1 Mayıs'a grevle giren işçilerden Ömer Çetinkaya, yargının ve devletin patrondan yana saf tuttuğunu bu sebeple sonuç alamadıklarını ifade etti. 21 aydır dava sonucunu beklediklerini söyleyen Çetinkaya, "Gerekirse bir 21 ay daha bekleriz. Hakkımızı almadan bu yoldan dönüş yok” dedi. 
 
'SONUNA KADAR DİRENECEĞİZ'
 
Yargı sürecinin nihayete ermediğine dikkate çeken Çetinkaya, mahkemeden işe iade kararı çıkmasına hala işe alınmadıklarını  belirterek,“Mahkemenin verdiği kararı uygulamıyorlar. 21 aydır halen bekliyoruz. Normalde yasalara göre iş iade davalarının 3 ay içerisinde sonuçlanması gerekiyor. Daha incelemeye alınmamış dosyalarımız var. Yargı mesele işçi olduğunda çok ağır ilerliyor. Yargı davacı işveren olduğunda ise, ışık hızıyla karar veriyor. Eğer bizim açtığımız davaları işveren bize açsaydı, eminim en fazla 3 ay içerisinde sonuçlanırdı. İş emekçiye geldiğinde, yargı da devlette işverenden yana saf tutuyor. Her ne kadar her şey bizim aleyhimize olsa da sonuna kadar direneceğiz” ifadesinde bulundu. 
 
İŞVERENİN TAVRI
 
Sadece haklarıyla birlikte çalışmak istedikleri için işten atıldıklarını sözlerine ekleyen Çetinkaya, işverenin kendilerine yönelik tavrını şöyle sıraladı: "Sabah 07.30’da başlanacak. Akşam da iş ne zaman biterse o zaman evinize gidersiniz. Resmi tatil olmayacak. Mesai ücreti yok.

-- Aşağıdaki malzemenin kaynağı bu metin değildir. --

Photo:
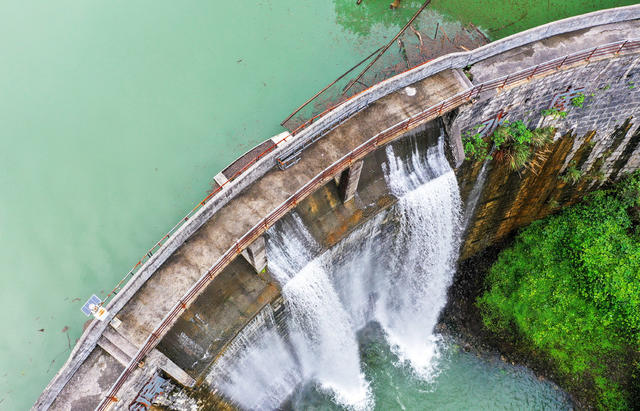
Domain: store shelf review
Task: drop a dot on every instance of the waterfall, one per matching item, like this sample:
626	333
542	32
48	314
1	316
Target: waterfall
396	276
422	262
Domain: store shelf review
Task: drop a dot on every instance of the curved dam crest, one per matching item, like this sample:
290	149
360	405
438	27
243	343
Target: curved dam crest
383	107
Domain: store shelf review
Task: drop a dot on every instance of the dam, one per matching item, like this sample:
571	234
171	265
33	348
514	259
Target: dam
243	278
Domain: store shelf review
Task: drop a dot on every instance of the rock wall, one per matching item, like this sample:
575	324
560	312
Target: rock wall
600	139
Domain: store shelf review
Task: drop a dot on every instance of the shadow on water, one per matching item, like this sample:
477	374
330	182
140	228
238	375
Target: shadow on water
360	19
498	18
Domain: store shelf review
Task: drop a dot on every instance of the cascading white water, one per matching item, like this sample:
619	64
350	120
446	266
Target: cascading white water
422	263
397	279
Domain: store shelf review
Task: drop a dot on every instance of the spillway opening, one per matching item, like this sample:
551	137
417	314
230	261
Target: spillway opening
390	274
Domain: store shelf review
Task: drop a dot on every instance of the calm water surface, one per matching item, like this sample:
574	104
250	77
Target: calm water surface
115	116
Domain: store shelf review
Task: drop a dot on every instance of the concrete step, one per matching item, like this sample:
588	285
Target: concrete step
114	351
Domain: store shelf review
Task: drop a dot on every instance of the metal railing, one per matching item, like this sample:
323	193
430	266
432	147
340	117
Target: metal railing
341	164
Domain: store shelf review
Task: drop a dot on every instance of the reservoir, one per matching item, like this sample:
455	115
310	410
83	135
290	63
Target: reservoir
115	116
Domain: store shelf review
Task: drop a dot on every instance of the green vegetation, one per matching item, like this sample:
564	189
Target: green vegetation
578	101
512	142
569	288
572	174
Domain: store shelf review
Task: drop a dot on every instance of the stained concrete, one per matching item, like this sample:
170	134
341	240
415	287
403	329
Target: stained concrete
90	383
550	48
155	298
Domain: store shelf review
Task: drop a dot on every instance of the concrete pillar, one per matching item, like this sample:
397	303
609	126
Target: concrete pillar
256	254
349	181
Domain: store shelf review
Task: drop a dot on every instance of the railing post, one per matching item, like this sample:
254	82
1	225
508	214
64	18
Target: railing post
563	60
505	82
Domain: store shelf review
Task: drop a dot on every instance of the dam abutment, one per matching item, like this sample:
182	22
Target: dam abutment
600	139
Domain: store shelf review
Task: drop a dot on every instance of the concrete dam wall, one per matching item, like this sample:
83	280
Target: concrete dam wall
193	298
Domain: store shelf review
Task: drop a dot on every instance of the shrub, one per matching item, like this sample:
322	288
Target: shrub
570	288
517	145
578	101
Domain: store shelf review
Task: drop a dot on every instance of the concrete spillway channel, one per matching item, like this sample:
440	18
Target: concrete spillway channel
347	195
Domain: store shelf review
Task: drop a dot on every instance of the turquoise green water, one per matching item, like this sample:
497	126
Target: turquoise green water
114	116
461	381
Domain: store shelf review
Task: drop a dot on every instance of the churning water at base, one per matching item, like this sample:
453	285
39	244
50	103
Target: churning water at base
394	274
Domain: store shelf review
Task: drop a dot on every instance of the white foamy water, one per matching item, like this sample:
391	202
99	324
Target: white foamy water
398	279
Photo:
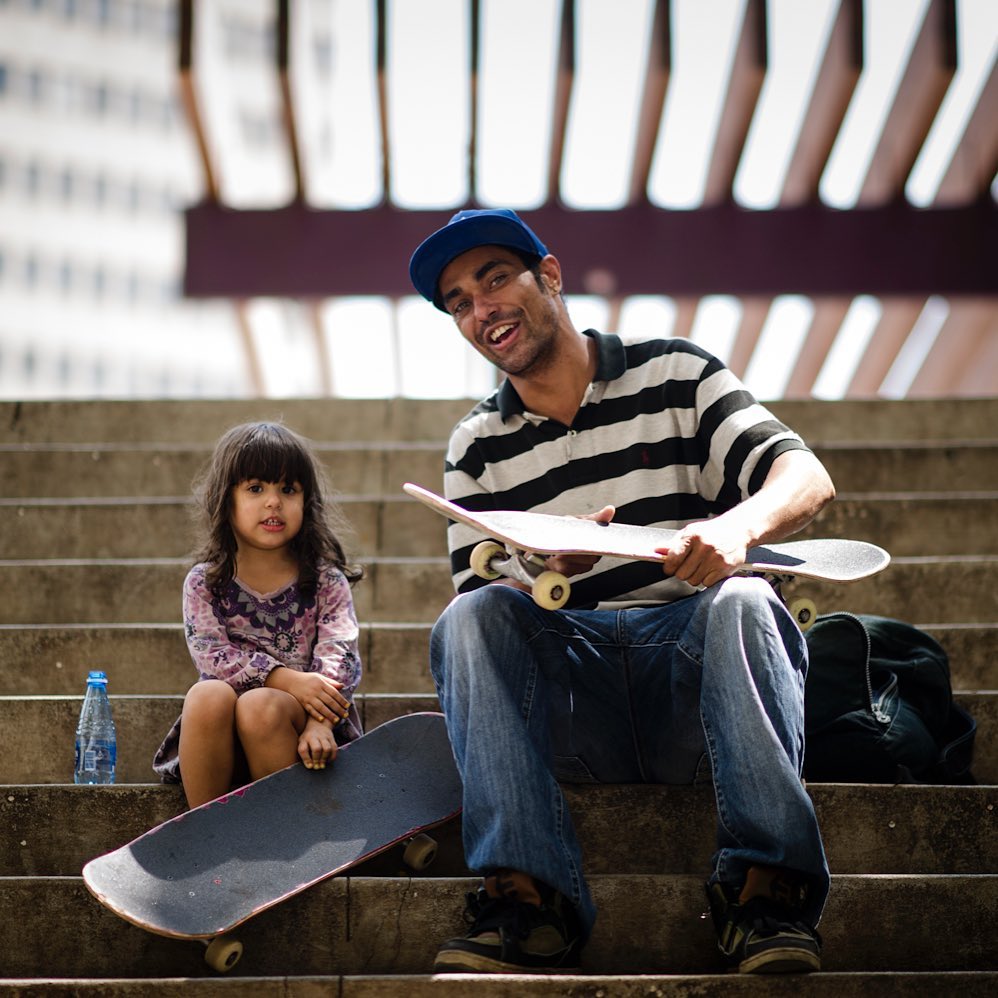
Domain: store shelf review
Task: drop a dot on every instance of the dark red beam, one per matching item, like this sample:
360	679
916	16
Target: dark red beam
893	250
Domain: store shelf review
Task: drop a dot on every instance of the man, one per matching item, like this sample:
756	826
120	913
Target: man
650	667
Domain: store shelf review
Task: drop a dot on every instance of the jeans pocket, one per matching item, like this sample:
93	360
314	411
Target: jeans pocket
571	769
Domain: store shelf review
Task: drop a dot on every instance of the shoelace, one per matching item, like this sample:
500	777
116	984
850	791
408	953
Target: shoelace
498	913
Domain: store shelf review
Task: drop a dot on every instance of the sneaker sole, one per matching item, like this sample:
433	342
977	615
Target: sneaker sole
788	960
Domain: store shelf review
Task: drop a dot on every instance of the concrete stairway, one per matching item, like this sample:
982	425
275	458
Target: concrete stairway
93	535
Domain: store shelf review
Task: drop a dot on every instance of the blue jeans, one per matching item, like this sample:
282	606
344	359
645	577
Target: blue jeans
533	697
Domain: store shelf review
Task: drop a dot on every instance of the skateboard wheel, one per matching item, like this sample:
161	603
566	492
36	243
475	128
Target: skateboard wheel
804	612
420	851
481	555
551	590
223	953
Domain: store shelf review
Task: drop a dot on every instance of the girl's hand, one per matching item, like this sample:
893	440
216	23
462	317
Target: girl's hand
319	695
316	745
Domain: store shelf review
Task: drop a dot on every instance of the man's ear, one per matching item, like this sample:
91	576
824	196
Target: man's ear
551	274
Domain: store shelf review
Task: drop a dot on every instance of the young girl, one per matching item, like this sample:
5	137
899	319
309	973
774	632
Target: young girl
269	620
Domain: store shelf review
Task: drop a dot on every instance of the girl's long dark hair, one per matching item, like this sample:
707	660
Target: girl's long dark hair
270	452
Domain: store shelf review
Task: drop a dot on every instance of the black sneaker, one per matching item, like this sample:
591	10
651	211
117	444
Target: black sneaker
761	926
517	926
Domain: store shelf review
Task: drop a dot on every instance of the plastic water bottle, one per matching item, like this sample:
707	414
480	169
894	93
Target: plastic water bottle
96	744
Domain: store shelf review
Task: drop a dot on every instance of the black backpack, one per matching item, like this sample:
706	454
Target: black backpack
879	707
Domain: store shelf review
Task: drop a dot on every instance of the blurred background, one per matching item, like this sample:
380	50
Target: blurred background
151	149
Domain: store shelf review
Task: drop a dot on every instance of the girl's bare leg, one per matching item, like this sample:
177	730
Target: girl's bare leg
208	741
268	723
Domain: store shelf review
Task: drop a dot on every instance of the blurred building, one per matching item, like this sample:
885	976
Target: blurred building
387	104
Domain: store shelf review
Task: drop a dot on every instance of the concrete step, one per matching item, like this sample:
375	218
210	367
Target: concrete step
647	924
966	984
82	470
32	753
905	525
203	421
53	830
153	658
943	589
377	468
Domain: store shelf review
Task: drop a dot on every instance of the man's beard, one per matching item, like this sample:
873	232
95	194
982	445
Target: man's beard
540	355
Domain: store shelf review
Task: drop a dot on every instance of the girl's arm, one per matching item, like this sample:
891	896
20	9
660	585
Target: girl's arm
326	689
336	653
213	651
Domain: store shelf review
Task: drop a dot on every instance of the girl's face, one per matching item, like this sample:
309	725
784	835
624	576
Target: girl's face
266	515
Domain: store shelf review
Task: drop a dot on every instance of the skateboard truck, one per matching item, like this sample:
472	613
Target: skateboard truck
802	609
490	561
550	590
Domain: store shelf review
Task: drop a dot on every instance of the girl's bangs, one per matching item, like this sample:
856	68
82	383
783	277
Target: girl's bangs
272	457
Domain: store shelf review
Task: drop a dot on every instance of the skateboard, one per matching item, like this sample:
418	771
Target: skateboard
205	872
526	537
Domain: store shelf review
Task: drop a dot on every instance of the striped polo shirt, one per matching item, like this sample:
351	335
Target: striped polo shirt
665	433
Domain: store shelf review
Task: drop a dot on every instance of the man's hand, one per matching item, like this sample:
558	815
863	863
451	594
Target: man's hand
316	744
577	564
704	553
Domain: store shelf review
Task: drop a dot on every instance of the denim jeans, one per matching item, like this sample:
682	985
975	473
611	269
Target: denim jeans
533	697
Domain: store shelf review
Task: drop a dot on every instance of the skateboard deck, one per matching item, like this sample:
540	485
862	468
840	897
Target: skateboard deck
528	534
204	872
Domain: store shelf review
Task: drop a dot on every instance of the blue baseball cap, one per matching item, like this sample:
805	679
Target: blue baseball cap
466	230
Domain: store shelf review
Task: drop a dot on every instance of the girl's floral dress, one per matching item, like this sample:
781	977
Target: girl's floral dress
243	635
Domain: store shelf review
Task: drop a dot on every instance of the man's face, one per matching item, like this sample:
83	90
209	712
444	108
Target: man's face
507	314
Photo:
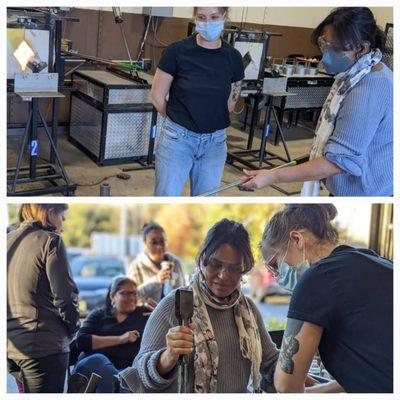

Benim vereceğim maaşa rıza göstereceksiniz." 
 
Kendilerinin bu şartları kabul etmeyip sendikalı çalışmada ısrar ettiklerini belirten Çetinkaya, bu nedenle işlerinden olduklarını söyleyerek, “Herkes sendikalı çalışsın. Sendikasız çalışmak bir nevi işverenden yana olmaktır. Ucunda grev, direniş olsa dahi sendikaya üye olsunlar. Kendi haklarını savunmaktan geri durmasınlar. Patronlar durduk yere işçiye haklarını vermez. İşçiler, ancak sendikal mücadele ile haklarını alabilirler. İşçiler daima örgütlü mücadele içerisinde olmalıdır. Biz işçi arkadaşlar örgütlü bir şekilde mücadele etmeseydik davaları kazanamazdık. Üye olduğumuz sendikada bizim arkamızda durdu. Sürekli bizleri destekledi” ifadelerini kullandı. 
 
'MÜLTECİLER SİLAH OLARAK KULLANILIYOR'
 
Sendikaya üye oldukları için işçilerin işten atıldığını, işten çıkarılan üyelerinin boşluğunun işveren tarafından Suriyeli işçilerle doldurulduğunu aktaran Tüm Taşıma İşçileri Sendikası (TÜM-TİS) Antep Şube Sekreteri Mahmut Canyurt, ucuz iş gücü olarak kullanılan mültecilerin Antepli işçilere karşı silah olarak kullanıldığını söyledi. Suriyeli işçilerin izinsiz ve şartsız bir şekilde çalışmasına ilişkin tüm resmi kurumlara başvuru yaptıklarını paylaşan Canyurt, “Ancak hiçbir sonuç alamadık. Suriyeli göçmen işçilerde hak hukuk demeden işveren tarafından sömürülüyor" dedi. 
 
İŞÇİLER DARP EDİLEREK İŞTEN ATILDI
 
Sendikalarına üye olan işçilerin üye darp edilerek kapı önüne koyulduklarını hatırlatan Canyurt, işçilerin darp raporu alarak emniyete giderek işverenden şikayetçi olmasına karşın hiçbir işlem yapılmadığını ifade etti. 
 
'YARGI SÜRECİ UZATILIYOR'
 
Yerel mahkeme işçilerin lehinde karar verdiğini ancak dosyaların istinafa taşındığına dikkat çeken Canyurt, "8 arkadaşımızdan 4 arkadaşımızın kararı onaylandı. Bu arkadaşlarımızda işe alınmadı. Sadece, tazminatları ödenecek. 4 arkadaşımız ise halen bekliyor. Anayasa’da yazılana göre sendikalı olmak haktır. Ancak işçi sendikaya üye olduğu gibi sabahına kapı önüne konuyor. Yargı zenginden yana saf tuttuğu için süreç bu kadar uzuyor.”